= Merdiban =

Islamic accounting method

Merdiban was an accounting method used by the Ottoman Empire, Abbasid Caliphate, and Ilkhanate, especially for recording tax payments and liabilities.

==Etymology==
The word "Merdiban" is derived from merdiven, a word of Persian origin meaning "staircase" or "ladder". The Ottomans themselves generally called this method muhasebe usulü "method of accounting".

==History==
Abbasid accounting techniques were inherited by the Ilkhanate and then the Ottoman Empire; spanning several centuries until modern double-entry accounting was adopted post-Tanzimat.

Merdiban originated in the Abbasid Caliphate; the first likely example has been found in an eighth-century government document. After the conquest of Baghdad by Mongol forces in 1258, many Persian and Arab officials were employed by the Ikhanate. As the Mongols lacked strong state institutions, local systems were adopted, including accounting techniques. For instance, the Abbasids had a kind of daily ledger called a Defter-ul Yevmiye; the Ilkhanate adopted the same kind of daily ledger but called it Ruznamce. (The later Ottoman ruznamçe was similar).
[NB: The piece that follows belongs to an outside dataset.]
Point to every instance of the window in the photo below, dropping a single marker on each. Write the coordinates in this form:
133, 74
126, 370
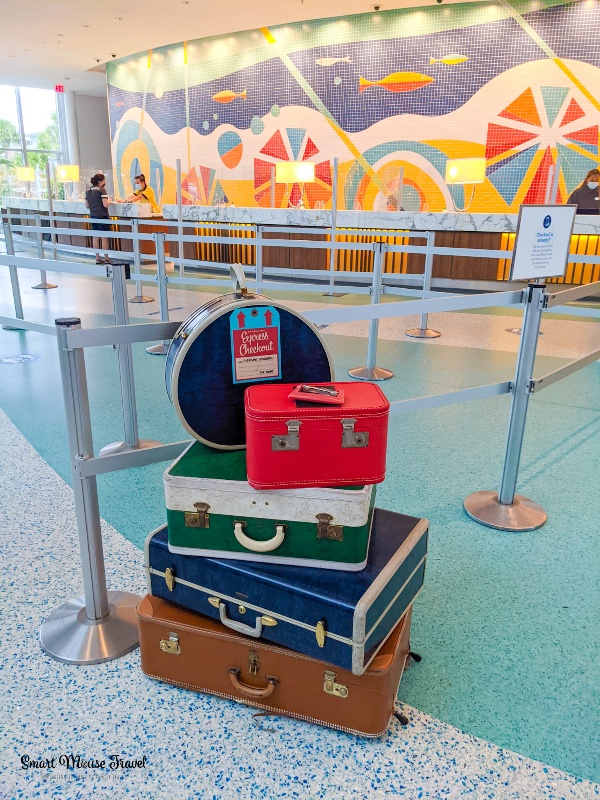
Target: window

Ghazan (1295–1304) made fiscal reforms; these drove more detailed record-keeping and, hence, further development of accounting techniques. Centralised fiscal record-keeping was divided according to provinces, and each team reported to a katip (which roughly corresponds to "clerk") - the same title used in the Abbasid state. "Katip" continued to be used to describe Ottoman accountants, although their official title was halife. The Risale-i Felekiyye, written in 1363 by Abdullah bin Muhammad bin Kiya Al-Mazandarani, was a manual of accounting, and is an important source for modern historians. The technique set out in the Risale begins to resemble a crude early attempt at double-entry accounting, but there is little evidence that this influenced the development of modern double-entry accounting in Italy.
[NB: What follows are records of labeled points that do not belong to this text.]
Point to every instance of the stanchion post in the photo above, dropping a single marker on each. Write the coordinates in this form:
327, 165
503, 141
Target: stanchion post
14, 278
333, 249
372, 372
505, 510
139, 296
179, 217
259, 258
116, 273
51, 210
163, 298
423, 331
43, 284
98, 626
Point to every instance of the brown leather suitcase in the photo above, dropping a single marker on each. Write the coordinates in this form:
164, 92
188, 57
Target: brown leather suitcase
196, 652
It is possible that other states used accounting systems based on merdiban, but documentary evidence is sparse.

==Method==
In the Ottoman empire, accounting was not taught systematically in madrasahs or other schools; instead, it was taught on a master-apprentice basis in the workplace, especially the Hazine-i Amire (finance ministry). So, few instruction documents survive from this era.

Merdiban was named because of the descending sequence in which amounts were recorded; a total at the top, and then individual items below. Typically, the last letter of the first word in an entry would be extended all the way across a line from left to right, acting as a separator between entries.

Mediban was usually recorded in siyakat script; a specialised and condensed form of text, almost stenographic, which was used where much of the content was numerical. Siyakat was so widely associated with accounting and fiscal documents that it became a synonym.